# OCaml speed comparison - calculating pi with Leibniz - optimize?

I have been nerd-sniped by this speed comparison repo: GitHub - niklas-heer/speed-comparison: A repo which compares the speed of different programming languages.

And implemented the following OCaml version of Leibniz’ algorithm to calculate `pi` (well, not so much implemented as ported over the Python version):

``````(* ocamlopt -O2 -o leibniz leibniz.ml && strip leibniz *)

let rec calc sum curr upto =
if curr >= upto then sum
else calc (sum +. 1. /. float_of_int curr) (curr + 4) upto

let calc rounds =
let double = rounds * 2 in
calc 0. (1 - double) (double + 1)

let () =
let rounds_txt = open_in_bin "rounds.txt" in
let rounds = int_of_string (input_line rounds_txt) in
close_in rounds_txt;

let pi = 4. *. calc rounds in
Printf.printf "%.16f\n" pi
``````

When I run this with `time ./leibniz` I consistently get:

``````\$ time ./leibniz
3.1415926435899633
./leibniz  0.38s user 0.00s system 99% cpu 0.388 total
``````

Am I missing anything obvious?
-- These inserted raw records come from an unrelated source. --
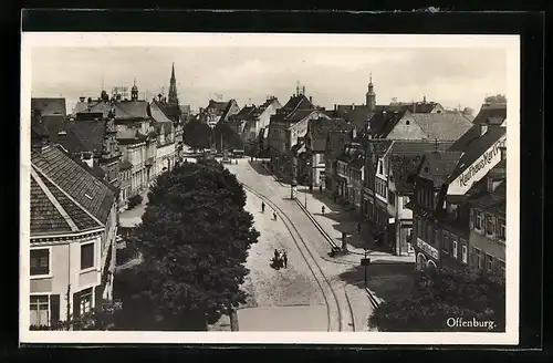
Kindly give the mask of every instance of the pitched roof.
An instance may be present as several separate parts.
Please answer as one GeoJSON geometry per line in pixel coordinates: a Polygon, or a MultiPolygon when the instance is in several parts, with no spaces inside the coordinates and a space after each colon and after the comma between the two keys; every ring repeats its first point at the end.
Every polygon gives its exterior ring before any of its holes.
{"type": "Polygon", "coordinates": [[[52,143],[58,143],[61,131],[65,129],[65,117],[61,115],[41,116],[42,125],[52,143]]]}
{"type": "Polygon", "coordinates": [[[413,177],[419,172],[422,159],[422,153],[393,154],[388,157],[389,174],[396,186],[396,193],[413,193],[413,177]]]}
{"type": "Polygon", "coordinates": [[[59,142],[72,153],[102,152],[105,136],[105,121],[83,120],[66,124],[66,135],[60,136],[59,142]]]}
{"type": "Polygon", "coordinates": [[[371,111],[366,105],[336,105],[334,114],[336,117],[342,117],[347,122],[363,124],[373,117],[374,111],[371,111]]]}
{"type": "Polygon", "coordinates": [[[173,121],[169,117],[167,117],[164,110],[161,110],[159,107],[157,102],[149,103],[146,110],[148,112],[148,116],[152,117],[153,121],[158,122],[158,123],[159,122],[173,123],[173,121]]]}
{"type": "Polygon", "coordinates": [[[349,166],[357,170],[361,170],[365,166],[365,155],[362,149],[357,149],[354,153],[349,166]]]}
{"type": "Polygon", "coordinates": [[[72,115],[79,117],[79,114],[98,113],[102,114],[102,117],[107,117],[112,108],[113,106],[108,102],[92,101],[88,103],[87,101],[79,101],[73,108],[72,115]]]}
{"type": "Polygon", "coordinates": [[[128,170],[133,168],[133,164],[128,160],[119,162],[119,170],[128,170]]]}
{"type": "Polygon", "coordinates": [[[410,116],[430,139],[457,141],[472,127],[470,120],[461,114],[414,113],[410,116]]]}
{"type": "Polygon", "coordinates": [[[473,125],[462,137],[460,137],[451,147],[452,152],[462,152],[462,157],[459,160],[459,167],[452,174],[456,178],[462,174],[467,167],[472,165],[482,154],[490,148],[495,142],[503,137],[507,133],[507,127],[488,126],[486,134],[480,135],[480,126],[473,125]]]}
{"type": "Polygon", "coordinates": [[[405,113],[406,111],[377,111],[369,121],[373,136],[380,138],[387,137],[405,113]]]}
{"type": "Polygon", "coordinates": [[[349,135],[341,131],[330,131],[326,135],[324,153],[328,159],[335,159],[342,153],[344,145],[349,141],[349,135]]]}
{"type": "Polygon", "coordinates": [[[507,210],[507,178],[504,173],[502,176],[497,177],[500,178],[499,185],[493,191],[488,190],[487,178],[482,178],[476,183],[469,190],[470,196],[467,200],[468,204],[473,207],[504,215],[507,210]]]}
{"type": "Polygon", "coordinates": [[[255,113],[257,110],[258,108],[255,107],[255,105],[244,106],[242,110],[240,110],[239,113],[232,115],[231,117],[237,120],[251,120],[253,118],[253,114],[255,113]]]}
{"type": "Polygon", "coordinates": [[[209,104],[207,108],[212,108],[217,113],[222,113],[225,108],[227,108],[228,102],[220,102],[220,101],[215,101],[215,100],[209,100],[209,104]]]}
{"type": "Polygon", "coordinates": [[[426,153],[419,176],[434,182],[436,187],[447,183],[457,167],[462,153],[441,152],[426,153]]]}
{"type": "Polygon", "coordinates": [[[312,141],[312,149],[314,152],[324,152],[328,132],[346,132],[349,129],[349,125],[343,118],[320,117],[310,120],[307,128],[312,141]]]}
{"type": "Polygon", "coordinates": [[[80,206],[101,222],[106,222],[117,196],[105,183],[94,177],[87,167],[54,145],[45,146],[40,153],[33,151],[31,163],[33,169],[46,175],[80,206]]]}
{"type": "Polygon", "coordinates": [[[389,149],[393,141],[387,138],[372,138],[367,141],[365,148],[367,154],[374,153],[376,158],[380,158],[389,149]]]}
{"type": "Polygon", "coordinates": [[[65,110],[65,98],[61,97],[33,97],[31,98],[31,110],[40,110],[43,116],[62,116],[67,115],[65,110]]]}
{"type": "Polygon", "coordinates": [[[290,97],[286,104],[271,116],[271,121],[294,123],[307,117],[313,111],[315,111],[315,106],[305,95],[295,95],[290,97]]]}
{"type": "Polygon", "coordinates": [[[474,120],[472,120],[472,123],[474,125],[481,123],[488,125],[501,125],[505,118],[507,105],[482,105],[474,120]]]}
{"type": "Polygon", "coordinates": [[[403,107],[411,113],[430,113],[440,104],[437,102],[390,102],[389,105],[403,107]]]}
{"type": "Polygon", "coordinates": [[[148,103],[146,101],[117,101],[114,104],[115,118],[149,118],[148,103]]]}
{"type": "Polygon", "coordinates": [[[395,139],[392,142],[389,149],[387,151],[388,155],[415,155],[427,152],[446,152],[448,151],[452,142],[432,142],[425,139],[395,139]]]}

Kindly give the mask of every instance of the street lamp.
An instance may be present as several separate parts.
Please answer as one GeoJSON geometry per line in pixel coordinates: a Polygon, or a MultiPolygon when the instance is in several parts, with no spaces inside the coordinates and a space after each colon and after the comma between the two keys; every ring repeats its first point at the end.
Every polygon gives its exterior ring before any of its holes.
{"type": "Polygon", "coordinates": [[[368,265],[371,265],[371,259],[367,257],[367,253],[368,253],[368,249],[365,248],[365,255],[361,259],[361,266],[363,266],[365,269],[365,289],[367,288],[367,267],[368,267],[368,265]]]}
{"type": "Polygon", "coordinates": [[[306,180],[306,185],[305,185],[305,209],[307,209],[307,188],[309,188],[309,184],[311,183],[311,176],[310,176],[311,162],[305,163],[305,168],[307,169],[307,180],[306,180]]]}
{"type": "Polygon", "coordinates": [[[290,184],[290,199],[294,200],[295,197],[295,187],[298,186],[298,182],[295,182],[295,177],[292,177],[292,183],[290,184]]]}

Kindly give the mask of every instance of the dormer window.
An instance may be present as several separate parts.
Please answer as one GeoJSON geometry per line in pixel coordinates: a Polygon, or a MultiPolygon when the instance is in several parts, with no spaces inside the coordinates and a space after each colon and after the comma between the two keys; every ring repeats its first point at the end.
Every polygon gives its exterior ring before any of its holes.
{"type": "Polygon", "coordinates": [[[493,191],[493,179],[492,178],[488,178],[487,189],[488,189],[488,193],[492,193],[493,191]]]}

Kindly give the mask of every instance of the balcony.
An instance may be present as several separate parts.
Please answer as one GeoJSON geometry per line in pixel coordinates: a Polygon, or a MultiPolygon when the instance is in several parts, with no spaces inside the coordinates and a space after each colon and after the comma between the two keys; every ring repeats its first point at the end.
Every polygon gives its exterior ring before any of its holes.
{"type": "Polygon", "coordinates": [[[147,167],[152,167],[152,166],[154,166],[154,164],[155,164],[154,157],[148,157],[146,159],[146,162],[144,162],[144,165],[147,166],[147,167]]]}

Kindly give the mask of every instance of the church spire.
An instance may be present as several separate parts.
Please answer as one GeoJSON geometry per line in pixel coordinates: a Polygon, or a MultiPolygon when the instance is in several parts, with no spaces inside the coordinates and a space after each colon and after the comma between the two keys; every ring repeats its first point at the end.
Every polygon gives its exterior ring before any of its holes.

The Go version runs in a fraction of that time:

``````time ./leibniz_go
3.141592663589326
./leibniz_go  0.13s user 0.01s system 95% cpu 0.142 total
``````

Judging from the generated assembly, the OCaml compiler is not able to unbox the float (for the return value) across the recursive call. You can see the `subq \$16, %r15 cmpq (%r14), %r15` allocation sequence, as well as memory writes inside of the loop of `camlExample__calc_5`.

An imperative version does quite a bit better (1.235 vs 2.273 on my machine).

2 Likes

Probably the old boxing-of-floats issue.
EDIT: sniped

To make numeric code go faster, I suggest avoiding recursive calls (which inhibit float unboxing) and sticking to good old while loops, ie something like:

``````let calc rounds =
let sum = ref 0. in
let double = 2 * rounds in
let curr = ref (1 - double) in
let upto = double + 1 in
while !curr < upto do
sum := !sum +. 1. /. float_of_int !curr;
curr := !curr + 4
done;
!sum
``````

Cheers,
Nicolas

4 Likes

So now that we’ve brought this issue up again, is there any work being done to fix it? Will Flambda2 deal with it?

1 Like

Thanks all! That makes sense.

Moving `float_of_int` outside of the loop retires 200M fewer instructions according to `perf stat` but doesn’t actually speed things up on my end.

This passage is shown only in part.